E foi exatamente isso que aconteceu em Junho de 2013. Na época, os manifestantes eram chamados de utópicos, “cabeça de vento” e coisas do tipo…
Era impossível pensar na aplicabilidade de uma política de tarifa zero a longo prazo. Hoje, isso caiu por terra. As jornadas de Junho contribuíram para tornar uma ideia, antes tida como impossível, em algo palatável.
“As Jornadas de Junho contribuíram para tornar a tarifa zero, antes tida como impossível, em algo palatável”
Educação & Território: É possível localizar quem foi essa geração que participou das manifestações de 2013? Depois, tivemos também mobilizações de juventudes importantes, como a chamada “Primavera Feminista” e a onda de ocupações nas escolas em 2014 e 2015.
Roberto: É uma geração que se transformou profundamente em relação à anterior. Vamos pensar na revolução tecnológica que aconteceu no Brasil entre o ano 2000 e 2013. Um país que praticamente não acessava a Internet e passa a ter um dos maiores acessos a YouTube e Facebook do mundo, com mais de 100 milhões de pessoas conectadas.
Tivemos também uma ascensão de pessoas que antes estavam em situação de extrema pobreza e passam a fazer parte da Classe C. Os filhos dessas famílias que chegaram à Classe C conseguem acessar a universidade – muitos deles os primeiros da família.
Essa juventude, com acesso à internet e ao Ensino Superior, passa a aspirar a outras coisas. Enquanto a geração anterior aspirava sobreviver, não passar fome e conseguir construir sua casa própria, a nova geração passa a colocar questões no tabuleiro da política que a classe política não estava preparada para responder.
“A nova colocou questões no tabuleiro que a classe política não estava preparada para responder”
Emergem protestos pelo uso dos espaços públicos, pela preservação de bens comuns urbanos, pelo direito à cidade, pela questão ambiental, pela questão feminista e LGTQIAPN+, e pela questão do transporte e mobilidade urbana.
E essas disputas assumem outras formas, que não a clássica disputa entre capital e trabalho.
Essa é a geração de 2013: 60% dos manifestantes com menos de 25 anos, com alta escolaridade – ou seja, grande parte já com acesso à universidade ou tendo terminado o Ensino Médio – e com uma remuneração de setores intermediários.
Então, não era o jovem de alta escolaridade e alta remuneração, como em protestos da elite brasileira, mas entre dois a cinco salários mínimos. Uma juventude que estudava, trabalhava e utilizava transporte público diariamente.
Educação & Território: Você já afirmou que as revoltas de 2013 talvez sejam o evento mais mal compreendido da história do Brasil. Como assim?

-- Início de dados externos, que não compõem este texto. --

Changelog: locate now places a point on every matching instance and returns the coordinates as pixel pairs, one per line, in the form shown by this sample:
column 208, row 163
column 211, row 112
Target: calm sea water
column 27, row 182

Roberto: O historiador Nicolau Sevcenko (1952-2014) dizia que a Revolta da Vacina (1904) era o evento mais mal compreendido do Brasil. Eu atualizaria essa assertiva do historiador colocando Junho de 2013.
Justamente porque nós fizemos um achatamento histórico, projetando sobre 2013 acontecimentos que vieram a partir de 2015, mas que são separados e que têm públicos diferentes.
O perfil do manifestante de Junho de 2013 é muito diferente de quem estava nas passeatas do MBL se manifestando pelo impeachment [de Dilma Rousseff, ocorrido em 2016]. Esses eram mais velhos, entre 30 e 40 anos, mais brancos, mais ricos e preferencialmente partidários do PSDB.
Essa incompreensão e tentativa de colocar Junho de 2013 como bode expiatório para todas as mazelas que aconteceram no país é muito ruim da perspectiva histórica e da perspectiva de políticas públicas, pois nos impede de olhar para problemas que seguem presentes no país.
Porém, ela serve para que determinados atores políticos abram mão de suas responsabilidades diante de um movimento de juventude que se mobilizou para expor insatisfações legítimas da vida urbana.